Best Foods Thinking for
There is a great amount of confusion and uncertainty prevailing about what nutrients are required to feed the brain optimally. This is the first of two articles on the best foods to feed your brain. Here, a brief description of the brain provides a foundation for a discussion about the most important nutrients, fats and oils. THE BRAIN: With the brain being the greediest organ in your body, it has always been surprising to me that people pay so little attention to feeding it. The brain weighs approximately 1.3 to 1.4 kg (about 3 pounds) and contains about 160,000 km (100,000 miles) of blood vessels and about 100 billion sophisticated and specialized cells called neurons that each have between 1,000 and 10,000 links (synapses) between them. At any given moment your brain is processing about 100 million pieces of information.

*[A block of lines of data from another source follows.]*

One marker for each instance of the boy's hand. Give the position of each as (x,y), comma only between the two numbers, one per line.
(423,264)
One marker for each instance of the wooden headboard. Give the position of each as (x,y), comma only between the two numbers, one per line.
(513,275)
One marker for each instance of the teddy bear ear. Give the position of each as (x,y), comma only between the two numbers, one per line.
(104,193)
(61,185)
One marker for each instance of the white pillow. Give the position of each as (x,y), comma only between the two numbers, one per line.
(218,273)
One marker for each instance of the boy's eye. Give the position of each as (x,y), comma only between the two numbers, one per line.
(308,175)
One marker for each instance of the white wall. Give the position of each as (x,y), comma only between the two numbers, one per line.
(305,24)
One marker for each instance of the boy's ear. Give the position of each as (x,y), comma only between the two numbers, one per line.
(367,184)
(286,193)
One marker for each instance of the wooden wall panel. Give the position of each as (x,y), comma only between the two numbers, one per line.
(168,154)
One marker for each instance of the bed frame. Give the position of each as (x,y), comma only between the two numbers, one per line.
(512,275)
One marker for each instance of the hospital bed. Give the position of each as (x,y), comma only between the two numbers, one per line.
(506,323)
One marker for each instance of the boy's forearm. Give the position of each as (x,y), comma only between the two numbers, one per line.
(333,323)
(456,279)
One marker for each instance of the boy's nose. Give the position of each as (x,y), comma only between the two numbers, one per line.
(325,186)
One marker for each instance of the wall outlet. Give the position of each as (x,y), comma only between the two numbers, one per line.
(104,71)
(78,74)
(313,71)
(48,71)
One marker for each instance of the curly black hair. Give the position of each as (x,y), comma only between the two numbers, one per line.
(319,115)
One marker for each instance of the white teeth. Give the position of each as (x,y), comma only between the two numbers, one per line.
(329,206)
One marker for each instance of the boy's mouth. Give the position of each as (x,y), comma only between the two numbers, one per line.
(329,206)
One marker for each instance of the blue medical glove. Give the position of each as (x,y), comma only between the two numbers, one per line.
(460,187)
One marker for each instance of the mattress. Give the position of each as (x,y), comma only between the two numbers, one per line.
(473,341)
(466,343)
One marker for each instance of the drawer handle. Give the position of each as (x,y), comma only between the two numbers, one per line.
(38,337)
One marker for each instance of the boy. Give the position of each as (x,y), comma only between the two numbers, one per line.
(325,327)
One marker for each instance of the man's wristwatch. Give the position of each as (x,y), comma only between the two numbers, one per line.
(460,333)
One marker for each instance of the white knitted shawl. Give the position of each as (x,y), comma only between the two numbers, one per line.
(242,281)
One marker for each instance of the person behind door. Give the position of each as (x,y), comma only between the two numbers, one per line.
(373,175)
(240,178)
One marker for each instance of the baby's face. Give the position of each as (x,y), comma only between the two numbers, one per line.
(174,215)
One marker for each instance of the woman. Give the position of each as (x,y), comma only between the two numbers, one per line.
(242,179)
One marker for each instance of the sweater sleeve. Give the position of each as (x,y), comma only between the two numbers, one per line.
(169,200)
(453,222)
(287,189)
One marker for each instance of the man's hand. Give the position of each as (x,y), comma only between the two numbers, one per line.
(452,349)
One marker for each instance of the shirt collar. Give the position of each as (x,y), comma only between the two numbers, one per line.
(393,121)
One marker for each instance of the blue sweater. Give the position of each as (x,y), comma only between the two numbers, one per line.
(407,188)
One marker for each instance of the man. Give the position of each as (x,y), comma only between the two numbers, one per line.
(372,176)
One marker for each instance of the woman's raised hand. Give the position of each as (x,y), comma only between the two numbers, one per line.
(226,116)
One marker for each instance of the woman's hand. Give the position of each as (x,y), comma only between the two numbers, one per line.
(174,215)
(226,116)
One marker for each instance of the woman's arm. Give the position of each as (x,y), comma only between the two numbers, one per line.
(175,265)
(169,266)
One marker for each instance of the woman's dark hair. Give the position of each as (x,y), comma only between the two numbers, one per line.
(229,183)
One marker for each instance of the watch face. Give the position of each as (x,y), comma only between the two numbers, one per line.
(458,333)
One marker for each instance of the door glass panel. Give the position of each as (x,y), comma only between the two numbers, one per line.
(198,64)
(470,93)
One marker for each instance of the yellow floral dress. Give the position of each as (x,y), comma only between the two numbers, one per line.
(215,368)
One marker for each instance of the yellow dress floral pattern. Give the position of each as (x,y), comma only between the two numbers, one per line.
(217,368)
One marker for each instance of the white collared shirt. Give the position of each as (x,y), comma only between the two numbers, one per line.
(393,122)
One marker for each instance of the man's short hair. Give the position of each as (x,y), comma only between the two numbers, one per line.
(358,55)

Thinking occurs across this vast network of cells, chemicals, membranes and molecules, linking thoughts, ideas and memories, which generate moods and behavior, in what can potentially be a beautifully orchestrated process. This vast network is supported by the same nutrients that support the rest of the body. Many nutrients are required in greater quantities for the brain and are significantly more important for brain function than for general bodily functions.
FATS AND OILS IN THE BRAIN:
The dry weight of the brain is 60% fat and although the body can convert most of the fats required for the brain from the carbohydrates we consume, there are 20% to 25% of fats that have to come directly from our diet. These are essential fatty acids (EFAs). They are called essential fats since the body cannot make them and the brain requires them to function optimally. They are chemically polyunsaturated fats. These fats have the amazing capacity to allow electrical stimuli to be used very efficiently when our neurons communicate with each other via specialized signals.
Where are EFAs found?
About 60 years ago, when farmers realized that it was easier to grow warm-weather crops for seeds, from which omega-6 fats are derived, they started growing more to the exclusion of omega-3 fats, which are derived from coldweather seeds. Thus, most people today consume too much omega-6 and not enough omega-3 fats.